A Couple of Slower-Paced Novels

This week was a slower reading week that the weeks that I have had recently. The reason for the slowness is that I read two slower-paced books. Have you ever done that? Felt like you’ve been reading and reading and never quite finished a book? Or maybe you’re looking for something just a little slower paced to read that you can relax yourself into it. In that case, I have two books for you.

Mexican Gothic is a book that is perhaps best classified as a horror novel. Noemi receives a letter from her newly-married cousin Catalina and this letter is jumbled, strange, and deeply disconcerting. Noemi finders herself immediately leaving Mexico City for the rural Mexican countryside to her cousin’s husband’s ancestral estate. When Noemi gets there, the atmosphere is creepy, the house and the family are unwelcoming, and Noemi feels deeply unwanted and out of place. She is often even barred from visiting with her cousin. She is demanding answers, but receiving none, trying to decide how best to help her cousin, and then, she begins having very strange dreams. . . .

This book relies heavily on atmosphere. For much of the first half of the novel, nothing much truly happens. Noemi is in a gloomy house with strange rules, surrounded by unfriendly people, and having strange dreams. Unless the reader truly likes the character of Noemi, it’s going to be a bit of a push to read. Luckily for me, I really liked Noemi. Once the action starts in the second half of the book, the book becomes harder to put down, and I really ended up enjoying it. If you enjoyed books like Rebecca and Wuthering Heights, I think you’ll like the atmospheric feel of this one.

In All Adults Here, Astrid is the widowed mother of three adult children. Her relationships with these children are somewhat distant, and after seeing another townswoman get killed after being hit by a bus, Astrid realizes that she wants to tighten her bonds with her children and make some changes in how she’s living her life. At the same time, her youngest son, Nicky, sends his own teenage daughter, Cecelia, to live with Astrid after Cecelia experiences some trouble at school. In addition, Astrid’s daughter, Porter, and son, Elliot, are going through their own personal trials.
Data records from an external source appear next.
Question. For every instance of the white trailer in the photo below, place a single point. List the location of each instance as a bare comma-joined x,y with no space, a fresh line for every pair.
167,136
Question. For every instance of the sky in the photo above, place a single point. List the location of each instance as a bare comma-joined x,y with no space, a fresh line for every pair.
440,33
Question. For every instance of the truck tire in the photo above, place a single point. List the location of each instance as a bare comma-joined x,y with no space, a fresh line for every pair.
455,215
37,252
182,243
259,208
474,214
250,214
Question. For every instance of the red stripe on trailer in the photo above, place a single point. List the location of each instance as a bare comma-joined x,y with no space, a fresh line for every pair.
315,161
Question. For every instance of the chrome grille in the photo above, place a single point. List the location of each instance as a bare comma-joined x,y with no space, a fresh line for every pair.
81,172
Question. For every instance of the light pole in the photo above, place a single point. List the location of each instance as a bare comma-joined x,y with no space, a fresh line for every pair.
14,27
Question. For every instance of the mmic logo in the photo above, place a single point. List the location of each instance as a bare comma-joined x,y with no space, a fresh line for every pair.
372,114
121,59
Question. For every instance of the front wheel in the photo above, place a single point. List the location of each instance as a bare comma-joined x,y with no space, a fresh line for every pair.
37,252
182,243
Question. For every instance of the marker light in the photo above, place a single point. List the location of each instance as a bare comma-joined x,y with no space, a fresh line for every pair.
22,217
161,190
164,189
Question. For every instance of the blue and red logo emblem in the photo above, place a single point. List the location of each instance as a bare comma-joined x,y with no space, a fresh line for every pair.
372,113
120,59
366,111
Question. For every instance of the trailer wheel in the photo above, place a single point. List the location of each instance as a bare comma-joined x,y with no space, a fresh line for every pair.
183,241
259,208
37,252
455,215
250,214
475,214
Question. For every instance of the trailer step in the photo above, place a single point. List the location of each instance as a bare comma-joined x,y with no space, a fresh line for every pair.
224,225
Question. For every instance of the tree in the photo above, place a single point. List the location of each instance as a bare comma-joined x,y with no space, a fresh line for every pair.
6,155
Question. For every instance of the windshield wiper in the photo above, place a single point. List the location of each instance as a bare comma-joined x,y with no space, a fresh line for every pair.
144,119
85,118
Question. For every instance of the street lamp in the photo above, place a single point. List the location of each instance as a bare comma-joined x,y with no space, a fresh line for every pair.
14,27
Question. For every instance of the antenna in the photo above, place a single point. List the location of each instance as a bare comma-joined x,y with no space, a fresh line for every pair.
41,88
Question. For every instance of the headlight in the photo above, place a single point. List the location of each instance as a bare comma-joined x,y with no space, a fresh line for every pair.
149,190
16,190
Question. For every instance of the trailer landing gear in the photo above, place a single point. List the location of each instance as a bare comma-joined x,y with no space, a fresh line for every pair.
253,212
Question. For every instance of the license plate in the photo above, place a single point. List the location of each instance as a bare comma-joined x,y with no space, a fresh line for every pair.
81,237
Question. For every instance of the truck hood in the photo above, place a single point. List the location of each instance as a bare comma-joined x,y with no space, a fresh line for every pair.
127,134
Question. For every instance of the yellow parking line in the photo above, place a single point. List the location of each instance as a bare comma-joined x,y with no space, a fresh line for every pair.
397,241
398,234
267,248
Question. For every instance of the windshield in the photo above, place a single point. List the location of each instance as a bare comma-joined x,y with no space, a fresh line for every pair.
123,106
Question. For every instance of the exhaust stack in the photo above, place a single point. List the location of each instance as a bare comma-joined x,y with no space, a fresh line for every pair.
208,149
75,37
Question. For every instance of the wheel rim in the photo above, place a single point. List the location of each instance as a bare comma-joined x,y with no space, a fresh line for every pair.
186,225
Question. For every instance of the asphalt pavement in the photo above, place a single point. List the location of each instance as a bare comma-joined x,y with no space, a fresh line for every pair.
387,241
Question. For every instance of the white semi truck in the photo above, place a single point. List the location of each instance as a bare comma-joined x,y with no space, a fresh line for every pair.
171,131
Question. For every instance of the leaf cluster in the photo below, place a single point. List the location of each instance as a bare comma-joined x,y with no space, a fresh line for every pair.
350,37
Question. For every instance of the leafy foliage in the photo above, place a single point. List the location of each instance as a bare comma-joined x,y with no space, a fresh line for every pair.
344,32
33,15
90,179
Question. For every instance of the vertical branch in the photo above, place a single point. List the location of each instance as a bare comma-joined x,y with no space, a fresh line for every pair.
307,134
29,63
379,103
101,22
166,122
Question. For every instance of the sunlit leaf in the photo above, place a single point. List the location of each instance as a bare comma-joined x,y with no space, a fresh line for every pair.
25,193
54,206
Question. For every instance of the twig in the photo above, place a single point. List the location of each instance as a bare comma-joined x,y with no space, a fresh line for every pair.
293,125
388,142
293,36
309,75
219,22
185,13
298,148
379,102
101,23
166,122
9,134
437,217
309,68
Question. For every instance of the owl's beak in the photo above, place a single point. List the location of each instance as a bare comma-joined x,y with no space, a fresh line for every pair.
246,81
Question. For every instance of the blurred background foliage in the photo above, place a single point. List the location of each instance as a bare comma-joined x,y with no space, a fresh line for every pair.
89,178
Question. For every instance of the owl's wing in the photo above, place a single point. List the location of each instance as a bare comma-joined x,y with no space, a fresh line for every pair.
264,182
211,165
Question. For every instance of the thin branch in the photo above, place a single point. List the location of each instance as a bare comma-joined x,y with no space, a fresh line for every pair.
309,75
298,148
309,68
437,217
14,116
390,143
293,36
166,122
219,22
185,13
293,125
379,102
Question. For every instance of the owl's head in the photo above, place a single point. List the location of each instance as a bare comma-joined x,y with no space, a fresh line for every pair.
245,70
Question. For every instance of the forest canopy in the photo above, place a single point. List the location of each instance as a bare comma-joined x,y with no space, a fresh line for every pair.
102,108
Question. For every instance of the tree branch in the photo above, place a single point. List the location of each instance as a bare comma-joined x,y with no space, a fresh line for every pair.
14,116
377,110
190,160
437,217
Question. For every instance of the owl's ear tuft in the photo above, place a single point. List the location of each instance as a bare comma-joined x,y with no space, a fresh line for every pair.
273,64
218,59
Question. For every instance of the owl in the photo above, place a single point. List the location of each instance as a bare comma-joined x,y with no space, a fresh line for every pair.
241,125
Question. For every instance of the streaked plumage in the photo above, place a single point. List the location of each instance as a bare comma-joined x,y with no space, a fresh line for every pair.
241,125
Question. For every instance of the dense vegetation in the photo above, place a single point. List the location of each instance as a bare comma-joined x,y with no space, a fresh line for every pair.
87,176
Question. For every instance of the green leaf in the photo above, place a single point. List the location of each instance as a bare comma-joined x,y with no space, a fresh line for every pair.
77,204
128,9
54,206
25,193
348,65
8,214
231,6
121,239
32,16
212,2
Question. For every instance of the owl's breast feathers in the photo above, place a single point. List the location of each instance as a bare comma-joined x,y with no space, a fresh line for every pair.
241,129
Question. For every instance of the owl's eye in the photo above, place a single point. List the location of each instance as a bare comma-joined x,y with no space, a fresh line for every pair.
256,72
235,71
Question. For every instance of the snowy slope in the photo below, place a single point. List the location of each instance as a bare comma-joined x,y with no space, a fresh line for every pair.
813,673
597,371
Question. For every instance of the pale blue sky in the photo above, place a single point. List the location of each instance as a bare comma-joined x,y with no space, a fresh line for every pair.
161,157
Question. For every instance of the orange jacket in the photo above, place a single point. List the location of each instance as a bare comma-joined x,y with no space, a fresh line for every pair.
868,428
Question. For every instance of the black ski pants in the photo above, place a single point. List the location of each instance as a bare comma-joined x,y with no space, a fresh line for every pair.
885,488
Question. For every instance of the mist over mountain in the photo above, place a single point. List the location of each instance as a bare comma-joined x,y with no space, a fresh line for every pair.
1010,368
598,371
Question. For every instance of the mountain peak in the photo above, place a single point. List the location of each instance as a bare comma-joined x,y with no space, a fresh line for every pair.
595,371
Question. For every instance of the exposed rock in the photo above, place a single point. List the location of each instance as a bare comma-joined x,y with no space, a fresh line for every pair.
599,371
This one was really buzzy when it first came out. It was a Read with Jenna, and it was all over Bookstagram. The book is a family drama with a well-established author, and as I began the book, I found the characters to be rather quirky and interesting. Unfortunately, the charm kind of wore off and I plodded through this one. So many big issues are addressed–online pedophilia, artificial insemination, adultery, lesbianism, coming out transgender, parenting failures, sibling rivalry, friendship issues, bullying, and more. Yet, all are dealt with blithely, and in many cases, kind of unemotionally. This made it difficult to connect with the characters. Also, some of the plot lines are left either unfinished or not woven very well into the storyline. I think Straub might have just been over ambitious for a 350-page book. I could have easily read a whole book about each of these characters, and I think that, if I had, the stories as a whole would have been more impactful for me.

As an aside, I found Straub’s writing to be beautiful, and I copied several quotes into my notebook. This one is just an okay book from a very good writer.

Well, that’s all my reading for this week. What have you been reading?